Australia delivered another strong quarter of net fee growth, up 10%. Market conditions overall remain favourable, and growth was broad-based across most States. Hays’ largest regions of New South Wales and Victoria, representing 56% of Australia net fees, were both up by 10%. Queensland grew by 12%, with South Australia up 9% and ACT by 11%. Western Australia fell by 2%.


At an Australian specialism level, net fee growth in IT of 30% was strong, and office support grew by 13%. Net fees in construction & property, Hays’ largest business in Australia, declined by 4%, and accountancy & finance fell 5%. New Zealand trading (which represented c.5% of ANZ net fees) continued to be tough, and net fees fell 21%.

 

Hays’ largest market of Germany delivered another strong quarter with 15% net fee growth (underlying c.12%(1) adjusted for working days), against increasingly tough comparatives.

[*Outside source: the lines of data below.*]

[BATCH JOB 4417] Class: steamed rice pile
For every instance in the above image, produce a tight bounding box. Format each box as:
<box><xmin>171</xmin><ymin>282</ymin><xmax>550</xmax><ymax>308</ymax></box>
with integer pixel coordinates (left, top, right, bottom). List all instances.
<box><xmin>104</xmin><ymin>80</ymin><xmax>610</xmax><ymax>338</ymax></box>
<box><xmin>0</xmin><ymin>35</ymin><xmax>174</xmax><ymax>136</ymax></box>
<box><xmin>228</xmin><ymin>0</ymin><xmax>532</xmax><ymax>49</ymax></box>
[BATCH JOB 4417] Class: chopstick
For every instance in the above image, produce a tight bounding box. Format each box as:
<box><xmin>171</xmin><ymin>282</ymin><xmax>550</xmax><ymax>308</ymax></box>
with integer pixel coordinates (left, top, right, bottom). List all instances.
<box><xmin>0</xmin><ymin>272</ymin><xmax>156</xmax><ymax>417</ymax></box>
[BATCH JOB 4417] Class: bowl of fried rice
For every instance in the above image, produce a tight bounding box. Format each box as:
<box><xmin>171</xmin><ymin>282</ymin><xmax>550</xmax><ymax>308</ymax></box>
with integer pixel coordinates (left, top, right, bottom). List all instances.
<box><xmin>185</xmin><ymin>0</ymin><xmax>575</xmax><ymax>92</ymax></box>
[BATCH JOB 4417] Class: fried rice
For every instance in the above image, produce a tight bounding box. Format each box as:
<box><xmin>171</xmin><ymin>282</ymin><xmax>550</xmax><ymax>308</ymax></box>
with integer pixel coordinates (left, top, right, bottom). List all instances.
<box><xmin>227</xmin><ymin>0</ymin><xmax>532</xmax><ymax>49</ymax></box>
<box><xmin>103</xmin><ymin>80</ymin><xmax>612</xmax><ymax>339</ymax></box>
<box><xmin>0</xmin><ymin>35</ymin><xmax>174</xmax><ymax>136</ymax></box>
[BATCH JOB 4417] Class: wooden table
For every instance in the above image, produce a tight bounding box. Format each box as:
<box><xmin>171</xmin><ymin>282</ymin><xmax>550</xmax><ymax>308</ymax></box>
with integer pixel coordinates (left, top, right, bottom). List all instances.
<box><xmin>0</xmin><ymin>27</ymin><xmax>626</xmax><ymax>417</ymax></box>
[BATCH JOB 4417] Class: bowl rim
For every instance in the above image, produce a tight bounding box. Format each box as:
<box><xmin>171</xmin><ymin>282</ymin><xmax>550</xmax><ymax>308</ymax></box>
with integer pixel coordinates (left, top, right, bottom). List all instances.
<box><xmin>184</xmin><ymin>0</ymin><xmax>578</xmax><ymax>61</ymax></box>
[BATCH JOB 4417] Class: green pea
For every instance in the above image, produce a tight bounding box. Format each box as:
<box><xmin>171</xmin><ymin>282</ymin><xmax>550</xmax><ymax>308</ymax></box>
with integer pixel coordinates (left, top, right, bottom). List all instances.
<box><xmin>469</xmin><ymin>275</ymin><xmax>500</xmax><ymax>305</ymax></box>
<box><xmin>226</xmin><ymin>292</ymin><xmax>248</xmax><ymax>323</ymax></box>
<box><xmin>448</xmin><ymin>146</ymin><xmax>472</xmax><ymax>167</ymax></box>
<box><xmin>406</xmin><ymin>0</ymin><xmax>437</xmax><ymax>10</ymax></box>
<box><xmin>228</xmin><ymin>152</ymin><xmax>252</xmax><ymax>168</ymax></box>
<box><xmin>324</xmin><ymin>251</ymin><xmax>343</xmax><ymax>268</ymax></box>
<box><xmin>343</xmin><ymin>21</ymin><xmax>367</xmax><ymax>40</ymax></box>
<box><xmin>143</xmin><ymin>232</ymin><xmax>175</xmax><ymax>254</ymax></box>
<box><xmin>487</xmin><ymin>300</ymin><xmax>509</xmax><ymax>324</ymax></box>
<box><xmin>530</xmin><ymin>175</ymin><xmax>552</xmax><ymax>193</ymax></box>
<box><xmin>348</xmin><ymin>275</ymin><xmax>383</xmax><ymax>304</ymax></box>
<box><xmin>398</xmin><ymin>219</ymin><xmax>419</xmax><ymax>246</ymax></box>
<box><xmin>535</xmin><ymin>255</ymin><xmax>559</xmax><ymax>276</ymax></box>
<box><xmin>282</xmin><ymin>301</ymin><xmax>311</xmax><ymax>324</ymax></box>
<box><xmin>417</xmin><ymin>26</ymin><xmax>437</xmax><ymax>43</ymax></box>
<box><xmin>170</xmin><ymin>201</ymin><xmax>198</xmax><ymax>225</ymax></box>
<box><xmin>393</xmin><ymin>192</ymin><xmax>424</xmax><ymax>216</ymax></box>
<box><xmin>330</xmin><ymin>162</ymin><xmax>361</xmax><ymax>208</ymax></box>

Hays’ temp & contracting business, which together represented 84% of Germany net fees, grew by 13%. Contracting, which represented 57% of Germany net fees, grew 5% and temp, 27% of net fees, delivered growth of 32%. Its growth in perm continued to be strong, up 26%.


Its largest specialisms of IT and engineering both grew by 11%. Growth in accountancy & finance was again strong at 28%, as was construction & property, up 21%. Sales & marketing grew by 17%.

 

Our Rest of World (RoW) division, encompassing 28 countries, delivered strong net fee growth of 10%, including eight country net fee records. 15 countries grew by more than 10%.


Europe-ex Germany produced good growth of 6%, despite increasingly tough year-on-year comparatives. France, its largest RoW market, and Spain both delivered record net fee quarters, growing 3% and 19% respectively. Poland also grew strongly at 16%, however Belgium was tough and net fees fell 14%.


Asia delivered a strong performance overall, with net fees up 18%. China, Hays’ third largest RoW country, produced a record quarter and grew by 33%, which includes Hong Kong up 41%. Japan had a tougher quarter and was down 6%, although Singapore returned to growth with 25%.


Net fee growth in the Americas was strong, up 15%. The USA, its second largest RoW country by net fees, grew by 10% while Canada delivered an excellent 28%. Brazil declined 2%, and Mexico remains a tough market, with net fees down 20%.